Anne Inglis reviews Sharon L. Stohrer’s text for players on building confidence and conquering performance anxiety
The Empowered Performer: The Musician’s Companion in Building Confidence & Conquering Performance Anxiety
Sharon L. Stohrer
245PP ISBN 9798831764840
This book is addressed to all musicians who ‘hope, dream and wonder’. It is a firm nudge in the direction of enabling the taming of performance anxiety and then the empowerment that results. It is full of good advice and encouragement, with chapter headings such as ‘Stepwise Success’ and ‘Tell your Inner Critic to Shut the H*ll Up’.
I remember the pages of The Strad devoted to Kató Havas, and videos and books, especially her Stage Fright: Its Causes and Cures, with Special Reference to Violin Playing, which dealt with this topic decades ago; many performers found Havas’s tips helpful. Her writing was focused on string players and their problems engendered by stage fright, which in these pages do not need spelling out. The language has changed, and stage fright is often referred to as anxiety, although there are plenty of references to stage fright, too, as Stohrer doesn’t dissemble and aims to provide a useful process for an approach.
There is emphasis on preparation, and that there is no silver bullet. Stohrer calls the process of overcoming stage fright a journey, and that for some it might be a longer one than for others. She invites you to doodle and be honest on written reactions. Attention is paid to the different types of focus, for example narrow focus, often achieved with the use of breath as in yoga. And the methods of achieving this are included in your daily practice.

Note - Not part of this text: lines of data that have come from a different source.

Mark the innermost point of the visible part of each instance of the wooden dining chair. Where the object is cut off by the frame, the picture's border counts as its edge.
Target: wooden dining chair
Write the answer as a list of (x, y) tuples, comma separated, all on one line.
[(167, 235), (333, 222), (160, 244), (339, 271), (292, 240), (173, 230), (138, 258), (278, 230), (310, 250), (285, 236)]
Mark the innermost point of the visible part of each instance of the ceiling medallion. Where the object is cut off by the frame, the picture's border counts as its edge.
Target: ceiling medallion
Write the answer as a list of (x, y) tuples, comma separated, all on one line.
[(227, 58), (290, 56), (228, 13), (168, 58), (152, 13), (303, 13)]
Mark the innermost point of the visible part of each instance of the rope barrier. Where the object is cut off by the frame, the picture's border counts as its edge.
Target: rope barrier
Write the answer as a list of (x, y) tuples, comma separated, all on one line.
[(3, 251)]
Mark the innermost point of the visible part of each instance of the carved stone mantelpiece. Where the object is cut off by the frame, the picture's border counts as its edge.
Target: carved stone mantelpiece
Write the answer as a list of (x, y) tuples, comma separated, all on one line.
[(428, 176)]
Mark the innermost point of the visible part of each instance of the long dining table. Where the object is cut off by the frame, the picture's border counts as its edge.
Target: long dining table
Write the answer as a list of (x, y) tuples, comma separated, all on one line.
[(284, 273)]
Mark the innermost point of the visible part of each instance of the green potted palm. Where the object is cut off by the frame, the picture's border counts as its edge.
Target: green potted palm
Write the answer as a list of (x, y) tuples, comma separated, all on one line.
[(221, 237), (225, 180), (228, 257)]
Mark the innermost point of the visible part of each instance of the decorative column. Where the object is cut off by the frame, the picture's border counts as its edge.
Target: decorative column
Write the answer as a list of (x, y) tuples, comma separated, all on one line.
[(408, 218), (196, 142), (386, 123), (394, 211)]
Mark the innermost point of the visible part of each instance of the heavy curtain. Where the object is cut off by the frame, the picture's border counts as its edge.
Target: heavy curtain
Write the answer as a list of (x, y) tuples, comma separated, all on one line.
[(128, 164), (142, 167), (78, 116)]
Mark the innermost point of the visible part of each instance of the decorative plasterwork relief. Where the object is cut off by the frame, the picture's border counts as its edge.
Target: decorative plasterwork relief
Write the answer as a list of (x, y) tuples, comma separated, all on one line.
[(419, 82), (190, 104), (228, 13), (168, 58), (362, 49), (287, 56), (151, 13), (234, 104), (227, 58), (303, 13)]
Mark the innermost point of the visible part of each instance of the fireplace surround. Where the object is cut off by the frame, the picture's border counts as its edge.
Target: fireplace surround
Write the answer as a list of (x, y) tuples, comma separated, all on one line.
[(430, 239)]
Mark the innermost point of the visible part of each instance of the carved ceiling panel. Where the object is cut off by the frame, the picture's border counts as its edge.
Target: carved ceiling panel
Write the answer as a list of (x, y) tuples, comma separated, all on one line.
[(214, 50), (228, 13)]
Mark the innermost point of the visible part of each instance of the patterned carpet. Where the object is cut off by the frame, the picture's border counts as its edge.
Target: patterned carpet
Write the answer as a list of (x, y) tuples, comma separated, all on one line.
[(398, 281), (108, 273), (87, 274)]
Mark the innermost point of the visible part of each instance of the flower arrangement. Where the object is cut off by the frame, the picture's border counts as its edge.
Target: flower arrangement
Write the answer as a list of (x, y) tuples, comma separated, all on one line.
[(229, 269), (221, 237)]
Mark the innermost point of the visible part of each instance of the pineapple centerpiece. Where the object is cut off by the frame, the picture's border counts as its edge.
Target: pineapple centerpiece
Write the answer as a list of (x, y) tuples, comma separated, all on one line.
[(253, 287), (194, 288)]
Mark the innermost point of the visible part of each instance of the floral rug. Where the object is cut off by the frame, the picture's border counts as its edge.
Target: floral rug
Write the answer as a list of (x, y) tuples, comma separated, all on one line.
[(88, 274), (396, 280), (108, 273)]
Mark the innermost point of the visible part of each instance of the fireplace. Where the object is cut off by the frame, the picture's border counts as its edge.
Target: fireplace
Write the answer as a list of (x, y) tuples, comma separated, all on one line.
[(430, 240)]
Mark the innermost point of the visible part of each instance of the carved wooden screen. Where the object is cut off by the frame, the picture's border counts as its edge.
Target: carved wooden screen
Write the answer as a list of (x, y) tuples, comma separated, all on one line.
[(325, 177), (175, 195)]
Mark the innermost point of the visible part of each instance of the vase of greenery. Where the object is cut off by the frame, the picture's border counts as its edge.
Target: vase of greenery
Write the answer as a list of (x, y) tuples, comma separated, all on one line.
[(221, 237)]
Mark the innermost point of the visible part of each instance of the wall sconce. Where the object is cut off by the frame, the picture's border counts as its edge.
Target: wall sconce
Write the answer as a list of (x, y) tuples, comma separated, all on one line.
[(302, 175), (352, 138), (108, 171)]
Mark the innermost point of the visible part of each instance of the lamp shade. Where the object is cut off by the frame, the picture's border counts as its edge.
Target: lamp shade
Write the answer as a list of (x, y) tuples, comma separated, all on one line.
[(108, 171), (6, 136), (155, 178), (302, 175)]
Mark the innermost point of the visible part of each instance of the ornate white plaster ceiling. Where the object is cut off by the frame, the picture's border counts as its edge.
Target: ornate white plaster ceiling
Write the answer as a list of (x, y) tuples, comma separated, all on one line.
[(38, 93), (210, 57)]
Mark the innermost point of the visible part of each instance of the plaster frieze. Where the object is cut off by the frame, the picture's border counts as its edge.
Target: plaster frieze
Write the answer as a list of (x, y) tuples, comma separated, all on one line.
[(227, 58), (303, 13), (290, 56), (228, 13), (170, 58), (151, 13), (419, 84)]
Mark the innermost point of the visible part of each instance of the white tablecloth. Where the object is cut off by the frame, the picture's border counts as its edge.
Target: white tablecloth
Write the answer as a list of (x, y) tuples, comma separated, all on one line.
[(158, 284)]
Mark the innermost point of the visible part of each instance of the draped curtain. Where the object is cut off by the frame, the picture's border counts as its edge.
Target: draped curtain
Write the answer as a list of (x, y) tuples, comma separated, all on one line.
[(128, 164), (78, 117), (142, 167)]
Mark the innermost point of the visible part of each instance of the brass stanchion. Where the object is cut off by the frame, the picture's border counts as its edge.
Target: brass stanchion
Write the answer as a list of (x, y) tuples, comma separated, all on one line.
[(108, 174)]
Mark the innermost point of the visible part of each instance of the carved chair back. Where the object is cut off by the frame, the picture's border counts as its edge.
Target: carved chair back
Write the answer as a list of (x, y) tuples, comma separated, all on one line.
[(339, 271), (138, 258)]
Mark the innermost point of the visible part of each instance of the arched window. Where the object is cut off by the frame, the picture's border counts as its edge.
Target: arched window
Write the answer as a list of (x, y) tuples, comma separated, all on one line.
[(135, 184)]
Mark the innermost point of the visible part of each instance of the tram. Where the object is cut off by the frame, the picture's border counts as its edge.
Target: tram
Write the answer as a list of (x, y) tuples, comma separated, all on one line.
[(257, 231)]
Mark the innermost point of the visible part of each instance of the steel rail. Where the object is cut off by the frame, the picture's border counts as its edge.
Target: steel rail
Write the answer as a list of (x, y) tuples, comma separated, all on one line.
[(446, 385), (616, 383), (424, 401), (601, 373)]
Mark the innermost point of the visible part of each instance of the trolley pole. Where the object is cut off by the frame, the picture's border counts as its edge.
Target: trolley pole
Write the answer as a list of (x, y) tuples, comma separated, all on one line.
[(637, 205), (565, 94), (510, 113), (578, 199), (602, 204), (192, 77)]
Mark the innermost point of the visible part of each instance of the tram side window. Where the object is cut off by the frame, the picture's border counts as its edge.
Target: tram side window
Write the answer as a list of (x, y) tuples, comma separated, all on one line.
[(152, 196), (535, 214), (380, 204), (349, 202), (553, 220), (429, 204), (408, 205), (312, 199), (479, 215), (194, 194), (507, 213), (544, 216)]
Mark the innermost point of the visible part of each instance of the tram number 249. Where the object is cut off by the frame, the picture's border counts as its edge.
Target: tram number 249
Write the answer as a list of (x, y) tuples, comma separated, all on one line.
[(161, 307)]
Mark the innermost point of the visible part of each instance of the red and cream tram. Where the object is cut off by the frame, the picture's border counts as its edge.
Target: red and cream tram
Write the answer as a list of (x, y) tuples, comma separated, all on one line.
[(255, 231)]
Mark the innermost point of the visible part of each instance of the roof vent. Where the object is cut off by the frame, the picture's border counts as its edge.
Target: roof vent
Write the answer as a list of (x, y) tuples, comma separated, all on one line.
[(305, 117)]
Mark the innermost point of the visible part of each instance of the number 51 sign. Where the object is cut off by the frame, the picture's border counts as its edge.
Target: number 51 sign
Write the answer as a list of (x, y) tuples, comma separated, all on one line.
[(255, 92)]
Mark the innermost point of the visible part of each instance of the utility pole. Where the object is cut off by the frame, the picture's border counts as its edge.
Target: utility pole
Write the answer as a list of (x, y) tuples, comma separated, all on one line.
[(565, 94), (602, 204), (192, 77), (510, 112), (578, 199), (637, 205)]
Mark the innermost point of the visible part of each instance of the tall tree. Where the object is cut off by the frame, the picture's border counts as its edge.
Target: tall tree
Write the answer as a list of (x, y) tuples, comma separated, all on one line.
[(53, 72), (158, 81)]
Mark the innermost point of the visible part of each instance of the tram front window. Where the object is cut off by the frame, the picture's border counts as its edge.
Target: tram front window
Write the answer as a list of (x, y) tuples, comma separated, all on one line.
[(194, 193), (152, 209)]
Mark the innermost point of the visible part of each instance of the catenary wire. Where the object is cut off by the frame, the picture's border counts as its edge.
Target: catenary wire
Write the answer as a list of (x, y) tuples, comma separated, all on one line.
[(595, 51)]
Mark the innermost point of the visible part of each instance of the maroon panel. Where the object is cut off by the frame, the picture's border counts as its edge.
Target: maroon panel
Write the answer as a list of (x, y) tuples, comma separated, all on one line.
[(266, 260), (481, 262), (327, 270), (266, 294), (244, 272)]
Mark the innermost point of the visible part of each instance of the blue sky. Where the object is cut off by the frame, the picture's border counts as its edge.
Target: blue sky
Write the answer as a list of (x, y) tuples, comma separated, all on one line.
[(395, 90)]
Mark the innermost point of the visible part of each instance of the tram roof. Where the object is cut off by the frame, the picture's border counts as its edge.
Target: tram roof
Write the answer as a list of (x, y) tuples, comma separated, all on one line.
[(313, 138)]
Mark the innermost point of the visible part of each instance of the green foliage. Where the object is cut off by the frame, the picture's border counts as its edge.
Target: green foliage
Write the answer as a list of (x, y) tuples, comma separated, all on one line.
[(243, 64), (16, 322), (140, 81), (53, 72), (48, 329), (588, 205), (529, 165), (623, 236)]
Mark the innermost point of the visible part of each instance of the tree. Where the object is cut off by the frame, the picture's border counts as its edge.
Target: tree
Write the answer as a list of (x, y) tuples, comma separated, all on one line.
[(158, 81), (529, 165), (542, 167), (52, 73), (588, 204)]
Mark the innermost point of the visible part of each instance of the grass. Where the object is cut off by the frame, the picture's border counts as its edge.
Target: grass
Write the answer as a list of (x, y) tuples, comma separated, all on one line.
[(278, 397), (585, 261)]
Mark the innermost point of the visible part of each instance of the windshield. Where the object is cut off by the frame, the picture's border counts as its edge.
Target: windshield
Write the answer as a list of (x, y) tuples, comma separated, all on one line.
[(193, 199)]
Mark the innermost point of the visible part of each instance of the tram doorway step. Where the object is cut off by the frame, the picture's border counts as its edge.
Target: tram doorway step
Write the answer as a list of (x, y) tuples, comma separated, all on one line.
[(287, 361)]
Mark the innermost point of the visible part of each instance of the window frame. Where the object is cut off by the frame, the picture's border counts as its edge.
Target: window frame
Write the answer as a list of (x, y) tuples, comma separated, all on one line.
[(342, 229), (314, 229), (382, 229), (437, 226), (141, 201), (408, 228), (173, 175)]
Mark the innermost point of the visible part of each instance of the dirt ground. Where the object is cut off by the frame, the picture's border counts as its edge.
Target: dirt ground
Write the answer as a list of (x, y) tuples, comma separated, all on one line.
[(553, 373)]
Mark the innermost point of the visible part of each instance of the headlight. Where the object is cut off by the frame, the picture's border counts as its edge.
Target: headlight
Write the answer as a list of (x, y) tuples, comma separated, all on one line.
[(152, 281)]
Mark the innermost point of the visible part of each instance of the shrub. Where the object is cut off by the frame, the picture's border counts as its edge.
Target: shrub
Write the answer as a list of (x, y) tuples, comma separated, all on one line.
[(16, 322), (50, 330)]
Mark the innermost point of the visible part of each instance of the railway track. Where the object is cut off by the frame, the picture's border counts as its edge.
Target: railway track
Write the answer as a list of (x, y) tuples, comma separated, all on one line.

Topics addressed include fear and its place in a performance; breathing, the natural tranquilliser of exercise; and practical techniques for personal programming. There are pages of strategies, a section on self-analysis, confronting your inner judges, and the importance of both rest and fun. And there are plenty of resources mentioned, including apps.
I found this an invigorating book, and very generous in its advice. One feels the author is really on side and trying to help, and the mood is always positive and encouraging but not prescriptive or controlling. Anyone suffering or affected by anxiety could benefit from its pages; and there is plenty, too, for the non-performer that could support approaches to difficulties in daily life.